In the News
China has increased its rhetorical support for Russia, despite calls from the United States and other countries for Beijing to denounce Moscow over the conflict in Ukraine.
“A key takeaway from the achievement of China-Russia ties is that the two countries have moved beyond the Cold War paradigm of military and political alliance,” Foreign Ministry spokesman Zhao Lijian said, stressing that the two countries “vow ourselves to building a new model of international relations.”
According to Zhao, who spoke at a regular briefing in Beijing on Friday, this paradigm entailed not inciting conflict or targeting other countries.
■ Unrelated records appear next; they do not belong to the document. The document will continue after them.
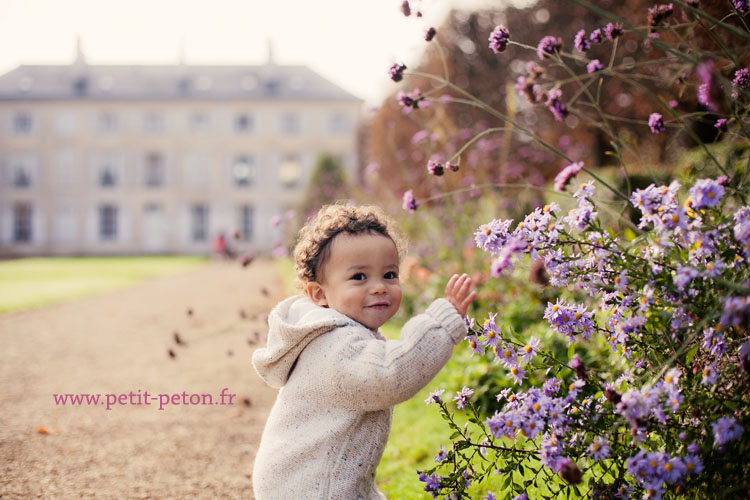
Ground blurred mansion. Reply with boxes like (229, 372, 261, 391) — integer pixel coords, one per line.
(0, 45, 361, 256)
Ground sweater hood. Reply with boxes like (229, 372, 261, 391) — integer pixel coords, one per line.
(252, 295, 354, 388)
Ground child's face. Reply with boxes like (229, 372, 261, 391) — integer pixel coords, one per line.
(306, 232, 402, 331)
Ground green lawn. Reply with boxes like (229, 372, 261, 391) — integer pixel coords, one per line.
(0, 256, 207, 314)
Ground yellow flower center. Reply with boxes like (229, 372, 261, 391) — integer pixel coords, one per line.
(524, 345, 533, 353)
(511, 367, 519, 375)
(665, 462, 673, 472)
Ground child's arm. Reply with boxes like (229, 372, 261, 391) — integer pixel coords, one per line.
(321, 274, 475, 411)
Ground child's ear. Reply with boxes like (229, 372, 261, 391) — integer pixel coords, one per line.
(305, 282, 328, 307)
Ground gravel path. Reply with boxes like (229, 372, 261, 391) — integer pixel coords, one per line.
(0, 259, 284, 499)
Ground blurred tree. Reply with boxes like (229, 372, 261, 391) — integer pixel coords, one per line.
(300, 152, 351, 219)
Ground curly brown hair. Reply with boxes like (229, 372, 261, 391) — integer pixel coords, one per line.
(293, 204, 407, 285)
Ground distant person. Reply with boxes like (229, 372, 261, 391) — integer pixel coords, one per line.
(251, 204, 475, 499)
(212, 232, 234, 259)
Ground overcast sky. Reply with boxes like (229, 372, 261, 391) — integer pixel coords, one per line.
(0, 0, 509, 105)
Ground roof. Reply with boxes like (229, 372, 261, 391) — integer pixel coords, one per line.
(0, 63, 362, 102)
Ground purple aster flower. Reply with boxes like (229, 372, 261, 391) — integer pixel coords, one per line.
(740, 340, 750, 373)
(402, 189, 418, 213)
(553, 161, 584, 192)
(589, 436, 610, 461)
(546, 88, 568, 121)
(589, 28, 603, 43)
(425, 388, 445, 405)
(465, 334, 486, 356)
(715, 118, 728, 132)
(485, 493, 498, 500)
(697, 60, 723, 112)
(544, 377, 561, 396)
(648, 112, 665, 133)
(454, 386, 474, 410)
(720, 295, 750, 329)
(674, 266, 699, 291)
(604, 22, 624, 40)
(537, 35, 562, 60)
(587, 59, 604, 73)
(702, 327, 727, 357)
(701, 363, 719, 386)
(425, 27, 437, 42)
(489, 25, 511, 53)
(434, 445, 448, 463)
(732, 67, 750, 99)
(474, 218, 513, 254)
(684, 454, 704, 475)
(426, 159, 444, 176)
(389, 63, 407, 82)
(733, 0, 749, 14)
(574, 30, 590, 52)
(712, 416, 743, 446)
(512, 494, 528, 500)
(689, 178, 725, 209)
(508, 364, 526, 385)
(423, 473, 441, 494)
(518, 336, 541, 364)
(648, 4, 674, 27)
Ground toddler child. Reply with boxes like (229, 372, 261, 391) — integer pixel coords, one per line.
(252, 204, 475, 499)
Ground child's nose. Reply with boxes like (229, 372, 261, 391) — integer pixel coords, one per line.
(371, 281, 387, 294)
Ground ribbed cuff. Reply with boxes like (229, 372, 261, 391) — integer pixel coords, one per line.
(425, 298, 468, 344)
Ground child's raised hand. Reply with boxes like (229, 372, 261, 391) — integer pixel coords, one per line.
(444, 273, 476, 318)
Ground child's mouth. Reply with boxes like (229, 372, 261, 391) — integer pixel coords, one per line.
(368, 303, 390, 310)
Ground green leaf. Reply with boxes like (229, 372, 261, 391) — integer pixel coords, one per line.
(685, 345, 700, 366)
(567, 343, 576, 362)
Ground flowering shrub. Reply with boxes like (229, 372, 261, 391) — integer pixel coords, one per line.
(389, 1, 750, 498)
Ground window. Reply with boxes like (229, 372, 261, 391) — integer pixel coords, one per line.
(13, 203, 32, 242)
(12, 163, 32, 188)
(96, 112, 118, 133)
(190, 112, 210, 133)
(99, 205, 118, 240)
(236, 205, 253, 241)
(145, 153, 165, 187)
(99, 160, 117, 188)
(191, 204, 209, 241)
(232, 156, 254, 187)
(143, 112, 165, 133)
(235, 113, 254, 133)
(13, 112, 33, 134)
(280, 112, 300, 135)
(279, 155, 302, 188)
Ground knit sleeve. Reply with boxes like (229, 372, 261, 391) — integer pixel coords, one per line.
(322, 298, 467, 411)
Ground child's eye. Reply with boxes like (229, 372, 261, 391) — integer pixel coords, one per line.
(351, 273, 366, 281)
(384, 271, 398, 280)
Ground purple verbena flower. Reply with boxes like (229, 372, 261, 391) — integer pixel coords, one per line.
(733, 0, 749, 14)
(648, 112, 665, 134)
(604, 22, 624, 40)
(732, 67, 750, 99)
(397, 88, 424, 113)
(589, 28, 603, 43)
(553, 161, 584, 192)
(648, 4, 674, 27)
(425, 27, 437, 42)
(402, 189, 418, 212)
(697, 60, 723, 112)
(715, 118, 728, 132)
(489, 25, 511, 53)
(426, 159, 444, 176)
(574, 30, 590, 52)
(537, 36, 562, 60)
(546, 88, 568, 121)
(587, 59, 604, 73)
(389, 63, 407, 82)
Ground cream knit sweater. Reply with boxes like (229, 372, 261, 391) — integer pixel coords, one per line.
(251, 295, 467, 500)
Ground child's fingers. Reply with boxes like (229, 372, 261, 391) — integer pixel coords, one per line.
(445, 273, 459, 293)
(461, 291, 477, 311)
(456, 274, 472, 298)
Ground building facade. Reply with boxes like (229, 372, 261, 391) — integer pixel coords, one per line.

He went on to stress that this was not the same as certain countries’ “Cold War mentality”—Beijing’s traditional critique of US collaboration with blocs like the North Atlantic Treaty Organization, whose growth Beijing claims led to Russia’s attack.
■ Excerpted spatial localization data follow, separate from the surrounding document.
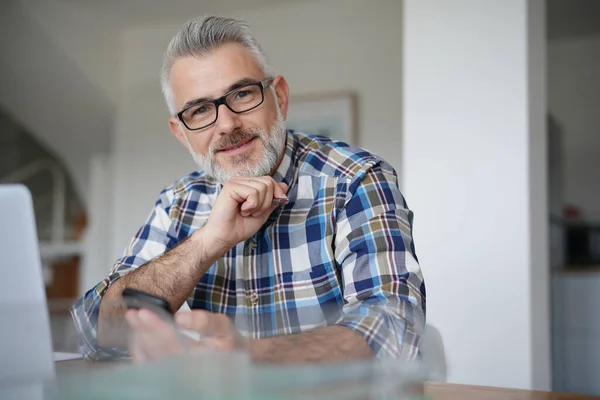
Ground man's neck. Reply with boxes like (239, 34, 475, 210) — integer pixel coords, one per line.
(269, 148, 286, 177)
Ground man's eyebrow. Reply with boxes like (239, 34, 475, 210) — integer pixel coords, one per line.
(180, 77, 261, 111)
(226, 77, 258, 92)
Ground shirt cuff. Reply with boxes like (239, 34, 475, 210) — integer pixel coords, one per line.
(70, 274, 130, 360)
(335, 303, 423, 360)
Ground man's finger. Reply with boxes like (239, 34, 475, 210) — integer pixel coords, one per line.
(125, 310, 150, 363)
(137, 309, 181, 342)
(241, 180, 274, 217)
(129, 332, 149, 364)
(175, 310, 207, 331)
(274, 182, 289, 199)
(225, 183, 262, 216)
(197, 314, 234, 339)
(175, 311, 233, 338)
(134, 309, 184, 360)
(137, 308, 169, 327)
(237, 180, 269, 216)
(242, 178, 285, 216)
(124, 309, 141, 328)
(224, 178, 286, 217)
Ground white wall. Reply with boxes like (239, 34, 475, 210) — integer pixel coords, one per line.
(403, 0, 549, 390)
(528, 0, 550, 390)
(22, 0, 122, 106)
(80, 154, 115, 293)
(110, 0, 403, 256)
(548, 35, 600, 223)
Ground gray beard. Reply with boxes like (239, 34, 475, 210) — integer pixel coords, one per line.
(182, 112, 287, 185)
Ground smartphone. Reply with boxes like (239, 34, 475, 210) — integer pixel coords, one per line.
(122, 288, 202, 342)
(122, 288, 172, 316)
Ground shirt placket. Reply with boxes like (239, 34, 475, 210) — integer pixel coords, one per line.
(243, 234, 260, 337)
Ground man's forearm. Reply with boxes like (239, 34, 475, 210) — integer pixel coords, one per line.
(250, 326, 373, 364)
(97, 230, 225, 348)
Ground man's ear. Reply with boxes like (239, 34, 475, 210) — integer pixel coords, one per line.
(272, 75, 289, 120)
(169, 118, 190, 149)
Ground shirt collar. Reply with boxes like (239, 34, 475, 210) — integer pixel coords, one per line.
(262, 131, 297, 227)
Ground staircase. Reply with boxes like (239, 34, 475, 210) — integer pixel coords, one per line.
(0, 107, 86, 263)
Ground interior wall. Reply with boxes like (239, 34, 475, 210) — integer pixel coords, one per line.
(402, 0, 549, 390)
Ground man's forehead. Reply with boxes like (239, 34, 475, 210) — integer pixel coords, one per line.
(169, 43, 264, 107)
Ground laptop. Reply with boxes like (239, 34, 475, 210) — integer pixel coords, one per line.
(0, 184, 55, 398)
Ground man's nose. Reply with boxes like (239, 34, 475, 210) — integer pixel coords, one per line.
(214, 104, 242, 135)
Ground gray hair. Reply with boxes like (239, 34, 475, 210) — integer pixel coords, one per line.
(161, 16, 276, 116)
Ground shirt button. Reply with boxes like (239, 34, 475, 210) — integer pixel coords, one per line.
(250, 292, 259, 305)
(249, 239, 257, 249)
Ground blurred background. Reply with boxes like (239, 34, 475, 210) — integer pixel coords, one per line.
(0, 0, 598, 396)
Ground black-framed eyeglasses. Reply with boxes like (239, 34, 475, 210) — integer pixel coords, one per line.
(176, 78, 274, 131)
Last month, President Joe Biden cautioned Chinese President Xi Jinping that backing Moscow over the invasion would have “implications and repercussions,” and the Chinese leader stated that his nation did not want to see the war.
China has shown no signs of supporting Russia or assisting it in evading sanctions, but it has provided rhetorical assistance by repeating Russian conspiracy theories, such as the erroneous assertion that the US operates a network of weapons biolabs in Ukraine.
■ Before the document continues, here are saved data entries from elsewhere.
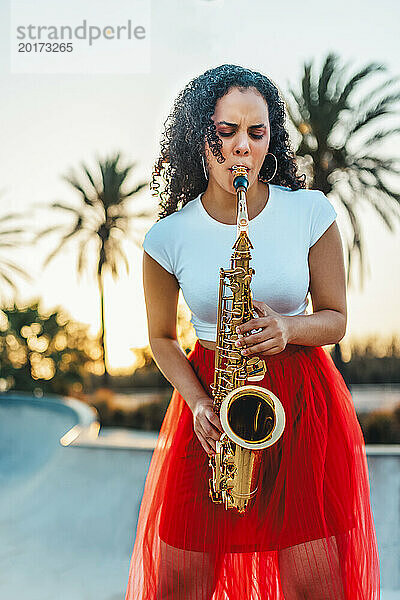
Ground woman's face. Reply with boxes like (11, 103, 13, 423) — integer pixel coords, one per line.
(204, 86, 270, 193)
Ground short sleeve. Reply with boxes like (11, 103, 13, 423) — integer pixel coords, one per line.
(309, 191, 337, 247)
(142, 220, 174, 274)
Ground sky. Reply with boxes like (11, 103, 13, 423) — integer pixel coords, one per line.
(0, 0, 399, 372)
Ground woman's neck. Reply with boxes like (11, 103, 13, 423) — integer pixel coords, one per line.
(201, 180, 269, 225)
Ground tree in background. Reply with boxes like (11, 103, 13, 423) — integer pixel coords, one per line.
(33, 153, 149, 386)
(285, 53, 400, 371)
(0, 301, 101, 395)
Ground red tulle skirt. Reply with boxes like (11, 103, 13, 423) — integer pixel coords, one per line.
(125, 341, 380, 599)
There are four reason for China to strengthen Sino-Russia relationship:
- China and Russia share the most potential and the strongest enemy- American. They need each other to counter the western expansion.
- China is being surrounded by many enemies such as Japan, India, Vietnam, and therefore China needs Russian arms and energy supply to invigorate its defense and economy.
- China and Russia both have less strategic and reliable partners. Therefore, they have the shared concerns and commitment.
- China and Russia believe that only improving their strong relations that they both can grow well and reduce the threats post by the US.